Eight teams did well, eight fared poorly and 16 were average. Sounds like a typical season.

Washington, Baltimore, Green Bay, Dallas, Buffalo, Indianapolis, Minnesota and Philadelphia fared the best over the three-day draft. The tough part for Washington was that two of its division rivals and neighboring Baltimore also excelled, so the Redskins didn't separate themselves from some key teams.

Top quarterbacks make a draft, so Washington and Indianapolis both overachieved. Robert Griffin III lured nearly 20,000 to FedEx Field just to get a first look at him Saturday, so optimism is definitely back for a team that was losing its longtime fan base. Why, those 74,000 seats this fall may be filled mostly with Redskins fans -- at least until the late-season division games.

Otherwise, Washington managed to find some needed offensive line depth, curiously chose a second quarterback and took some special teamers. It was a lukewarm draft other than Griffin, but one big hit can carry the draft.

The same goes for Indianapolis, which took quarterback Andrew Luck first overall. The Colts picked a couple of tight ends and a nice receiver in T.Y. Hilton to put some oomph in the passing game, but it's all about Luck.

Dallas managed to have one of the top drafts by trading up for cornerback Morris Claiborne. Boise State defensive end Tyrone Crawford will contribute well, too.

Baltimore always drafts smartly and managed to trade out of the first round and still get Alabama linebacker Courtney Upshaw and Iowa State guard Kelechi Osemele. Both will play this season.

Philadelphia always drafts well. The Eagles found three contributors in Mississippi State defensive tackle Fletcher Cox in the first and California linebacker Mychal Kendricks and Marshall defensive end Vinny Curry in the second. The Eagles will rebound and reach the playoffs this season.

Buffalo waited until the second round to take a tackle in Georgia's Cordy Glenn after selecting South Carolina cornerback Stephon Gilmore in the first. Buffalo is getting so close to a wild-card spot.

Minnesota played a smart game, leveraging the third overall choice to trade down, gain picks and still get desired left tackle Matt Kalil. Overall, the Vikings found a handful of players who should help them rebuild.
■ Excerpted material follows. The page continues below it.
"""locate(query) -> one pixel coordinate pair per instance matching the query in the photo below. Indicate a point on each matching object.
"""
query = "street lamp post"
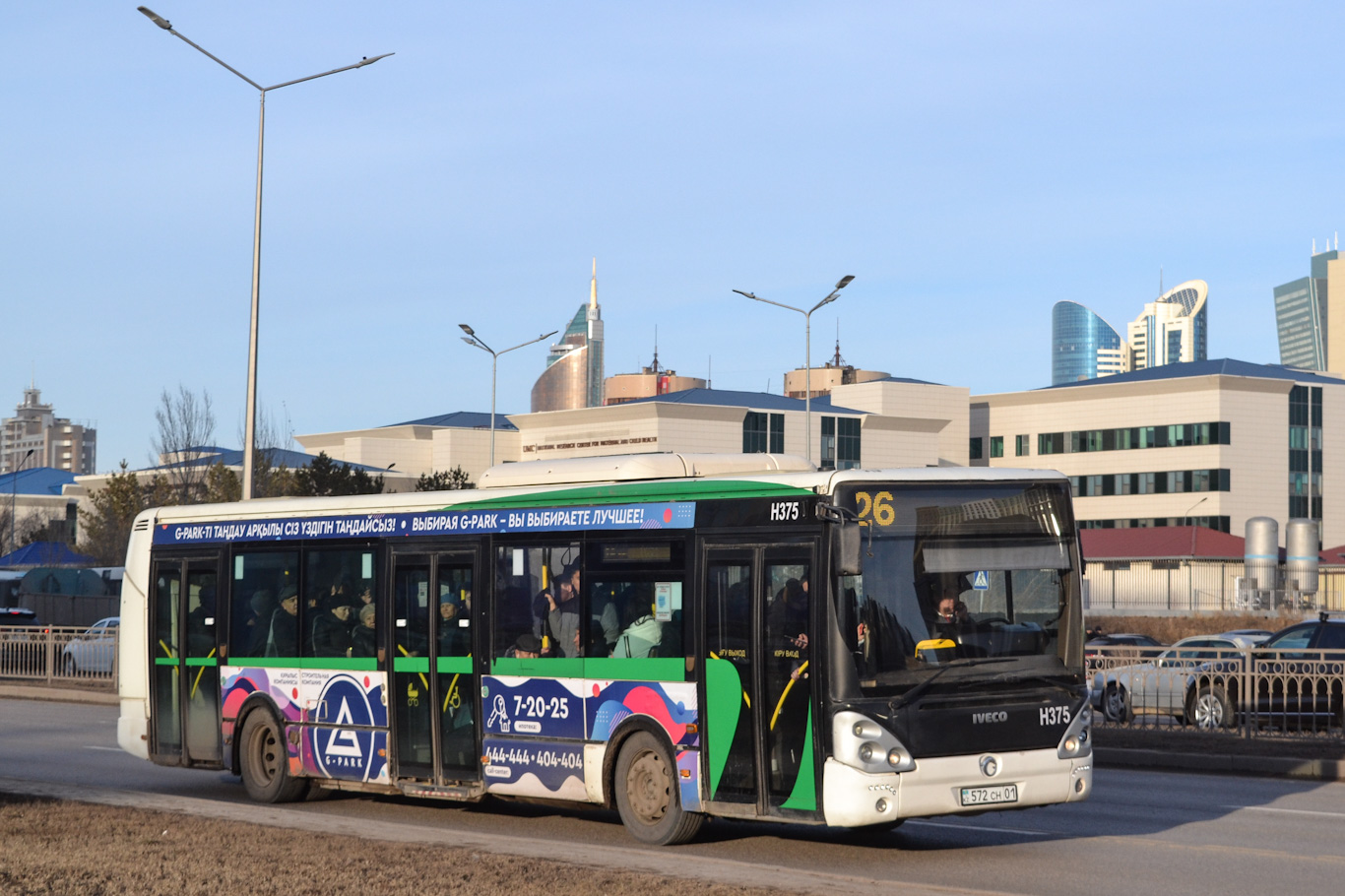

Strangely absent from the top grades is St. Louis. The Rams chose 10 players, including three second-rounders, but opted for bulk instead of breakout players after two trades. LSU defensive tackle Michael Brockers seemed like a reach at 14th, but Appalachian State receiver Brian Quick, a second-round pick, is one to watch.

Jacksonville, Chicago, Denver, the New York Jets, Tampa Bay, New Orleans, Carolina and Kansas City were the big losers in the draft. What were the Jaguars thinking when they took a punter in the third round who wasn't on many teams' boards?

Not all teams play the draft game well. It usually reflects in their fall finishes.